Let's suppose that I have a dataset of 1000 documents.
Each document is a restaurant review (so relatively short text) and it has labels {Negative, Indifferent, Positive}.
Let's suppose that the dataset has 600 positive reviews, 200 indifferent reviews and 200 negative reviews.
I want to train a classifier to classify a review as Negative or Indifferent or Positive based on the text of the review.
I am not thinking about using any word embeddings for now so I will probably use a TF or TF-IDF model (even though this may be a bit off topic for current question).

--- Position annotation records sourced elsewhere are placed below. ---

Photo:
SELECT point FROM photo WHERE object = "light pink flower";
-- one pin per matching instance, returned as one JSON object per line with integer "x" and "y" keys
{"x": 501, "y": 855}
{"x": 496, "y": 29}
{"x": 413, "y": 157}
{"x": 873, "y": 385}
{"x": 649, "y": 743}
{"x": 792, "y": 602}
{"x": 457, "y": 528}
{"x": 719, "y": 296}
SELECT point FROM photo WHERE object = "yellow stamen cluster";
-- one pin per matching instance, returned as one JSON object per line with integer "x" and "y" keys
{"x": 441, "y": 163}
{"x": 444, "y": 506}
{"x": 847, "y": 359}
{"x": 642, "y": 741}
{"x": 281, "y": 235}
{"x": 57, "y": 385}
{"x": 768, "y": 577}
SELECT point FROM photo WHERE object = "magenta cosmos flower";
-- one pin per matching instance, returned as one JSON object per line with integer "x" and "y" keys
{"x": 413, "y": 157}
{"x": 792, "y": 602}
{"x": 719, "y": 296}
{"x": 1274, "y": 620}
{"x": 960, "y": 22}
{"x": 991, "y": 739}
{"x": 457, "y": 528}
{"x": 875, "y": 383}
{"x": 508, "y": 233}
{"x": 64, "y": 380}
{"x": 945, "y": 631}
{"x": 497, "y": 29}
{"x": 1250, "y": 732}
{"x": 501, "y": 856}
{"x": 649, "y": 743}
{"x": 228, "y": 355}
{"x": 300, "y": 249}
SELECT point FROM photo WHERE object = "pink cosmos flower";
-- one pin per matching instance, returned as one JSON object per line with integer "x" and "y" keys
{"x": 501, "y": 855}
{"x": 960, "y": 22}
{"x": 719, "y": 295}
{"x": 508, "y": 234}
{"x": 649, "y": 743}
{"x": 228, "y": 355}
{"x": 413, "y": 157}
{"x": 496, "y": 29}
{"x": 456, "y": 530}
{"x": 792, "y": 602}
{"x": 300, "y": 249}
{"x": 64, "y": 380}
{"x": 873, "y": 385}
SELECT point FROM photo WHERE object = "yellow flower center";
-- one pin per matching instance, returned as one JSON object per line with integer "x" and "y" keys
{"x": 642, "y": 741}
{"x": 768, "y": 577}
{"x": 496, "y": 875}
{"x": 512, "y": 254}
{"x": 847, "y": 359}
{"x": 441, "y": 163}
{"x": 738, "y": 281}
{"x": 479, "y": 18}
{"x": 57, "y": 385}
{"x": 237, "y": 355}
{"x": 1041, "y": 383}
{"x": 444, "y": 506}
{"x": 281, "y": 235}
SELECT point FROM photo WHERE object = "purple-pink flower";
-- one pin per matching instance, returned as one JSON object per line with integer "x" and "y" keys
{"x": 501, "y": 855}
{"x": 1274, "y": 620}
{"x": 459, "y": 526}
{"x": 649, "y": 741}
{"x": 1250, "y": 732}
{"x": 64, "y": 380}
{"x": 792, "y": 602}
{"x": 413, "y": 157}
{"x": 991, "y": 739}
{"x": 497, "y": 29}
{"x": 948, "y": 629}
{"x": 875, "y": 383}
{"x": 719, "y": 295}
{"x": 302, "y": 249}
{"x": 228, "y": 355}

Let's suppose that in my case I split (in a stratified way) my dataset into a training set of 800 observations and into a test set of 200 observations.
My question is the following: Is it better to have 800 separate documents in my training set or to merge these documents based on its categories/labels and create 3 very big documents?
There 800 separate documents of any of the 3 labels or 3 big documents of each of the labels is the best way to go and why?
My question stems from the fact that in the latter case if for example I do TF-IDF then this will be applied based on different categories/labels since each document will be about a category/label.
On the other hand, if I do (as we usually do actually) like in the former case then the TF-IDF will be categories/labels-agnostic and I do not know this helps things.
Is the answer simply that this an interesting but pretty bad idea because in this way you simply massively decrease the number of the observations with which the model/algorithm is trained and so you make much harder for him to figure out how to successfully classify things?